The fNIRS data were recorded using a multichannel fNIRS unit operating at 780-nm, 805-nm, and 830-nm wavelengths (OMM-3000, Shimadzu, Japan) at a sampling frequency of 10 Hz. Oxy-haemoglobin (oxyHb), deoxy-haemoglobin (deoxyHb), and total haemoglobin (totalHb) concentrations were recorded in the temporal, parietal, and occipital lobes. The optode locations were recorded using a 3D magnetic space digitizer (Fastrak, Polhemus, USA) to estimate the anatomical brain region beneath the fNIRS channels.
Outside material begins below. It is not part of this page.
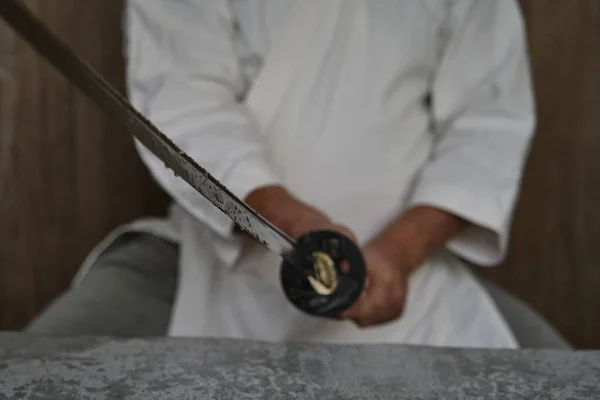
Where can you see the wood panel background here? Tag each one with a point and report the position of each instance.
(68, 174)
(72, 174)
To determine the correspondence between the measured position data and the fNIRS channels, we used the probabilistic spatial registration method37 to generate a probabilistic mapping between each fNIRS channel and its corresponding anatomical brain region. This was then used for interpreting fNIRS-activation data.

fNIRS data analysis

The change in oxyHb is considered the main parameter that changes with regional cerebral blood flow. A 2-Hz low-pass filter and a 0.2-Hz high-pass filter were applied to the fNIRS data. CCA was applied to the fNIRS signal for each condition to extract the common signal that was contained in all conditions38,39,40 and to analyze up to the third component. In CCA, we find weight vector for the data to maximize the correlation coefficient between experiment conditions. The signals commonly contained in different conditions for each channel was extracted through CCA. Additionally, the brain region involved in the component was determined using a forward model, A = RW(WTRW) − 141,42, using weight (W) that produced from CCA and data covariance matrix (R). Each component has been normalized so that the maximum becomes 1. In order to compare the degree to which cortical activity was correlated among the conditions, we took the sum of the averaged correlations for every pair of participants for each component (known as ISC)40. It extracts the common brain activity among the subjects performing the same task. We used general linear model (GLM) which is an analysis method for statistically examining how much the observed signal (of one participant) can be fitted with a model called design matrix (another participant’s signal). Comparisons across conditions were performed using analysis of variance (ANOVA).